Cubic capacity conversion

I'm working on an article about airships and tried to convert 20,000 cubic feet into SI Units. I couldn't remember how to work it out myself and used an on-line converter, which came up with 566 cubic metres. Is that right? It sounds rather on the low side to me. Alansplodge (talk) 19:00, 5 April 2013 (UTC)

Remember 1 m = 3.28 feet. Now just use dimensional analysis: ${\displaystyle 20000ft^{3}\cdot ({\frac {1m}{3.28ft}})^{3}=566.77m^{3}}$. 72.128.82.131 (talk) 19:04, 5 April 2013 (UTC)

Hmmmm, there are two different feet. The international one is 30.48 cm, but the US one is 30.4800609601 cm. Not much difference but still not exactly the same. Anyway, I prefer to do the conversion by substitution. So, 20,000 ft^3 = 20,000 (30.48 cm)^3 = 20,000 (0.3048)^3 m^3 = 566.34 m^3. Count Iblis (talk) 19:18, 5 April 2013 (UTC)

Thank you both - I must have been asleep in that lesson. Thanks Count Iblis; however I'm not sure that the figure of 20,000 was that accurate in the first place, as it describes an airship constructed in a do-it-yourself shed on the edge of a sportsfield in 1902. Probably 566 m^3 is going to be good enough. Alansplodge (talk) 01:02, 6 April 2013 (UTC)

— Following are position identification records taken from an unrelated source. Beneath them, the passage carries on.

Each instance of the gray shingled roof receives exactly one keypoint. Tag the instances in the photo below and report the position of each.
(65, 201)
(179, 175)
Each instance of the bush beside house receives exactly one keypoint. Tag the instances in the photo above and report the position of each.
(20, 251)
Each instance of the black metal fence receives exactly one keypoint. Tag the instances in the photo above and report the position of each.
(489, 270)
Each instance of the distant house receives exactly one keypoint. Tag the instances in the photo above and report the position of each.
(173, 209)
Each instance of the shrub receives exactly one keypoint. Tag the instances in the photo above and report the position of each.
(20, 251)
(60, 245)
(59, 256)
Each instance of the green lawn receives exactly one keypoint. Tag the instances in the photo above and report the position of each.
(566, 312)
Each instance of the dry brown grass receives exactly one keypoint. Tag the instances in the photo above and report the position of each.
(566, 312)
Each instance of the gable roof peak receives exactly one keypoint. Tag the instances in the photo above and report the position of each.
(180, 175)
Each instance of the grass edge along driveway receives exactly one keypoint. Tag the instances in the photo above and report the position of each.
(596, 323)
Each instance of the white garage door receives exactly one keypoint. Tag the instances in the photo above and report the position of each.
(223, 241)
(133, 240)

Also note that the volume of an airship may not be constant. In the case of soft-sided airships, like blimps, the interior space itself changes depending on the level of inflation. However, even in a rigid airship, like a dirigible, the amount of gas inside isn't constant, as more gas will squeeze into the same volume under higher pressure. So, if you wanted to know "what would the volume of gas inside the dirigible be, if it were to be removed and brought to STP", you might get different answers depending on the initial temperature and pressure inside. StuRat (talk) 05:22, 6 April 2013 (UTC)

April 7

Confidence interval

The textbook Elementary Statistics by Larson and Farber, 2nd ed., states in the chapter on confidence intervals:

"After constructing a confidence interval, it is important that you interpret the results correctly. Consider [the above example]. Because µ already exists, it is either in the interval or not. It is not correct to say 'There is a 90% probability that the actual mean is in the interval (22.35,23,45).' The correct way to interpret your confidence interval is 'There is a 90% probability that the confidence interval you described contains µ.' [...]" [emphasis in original]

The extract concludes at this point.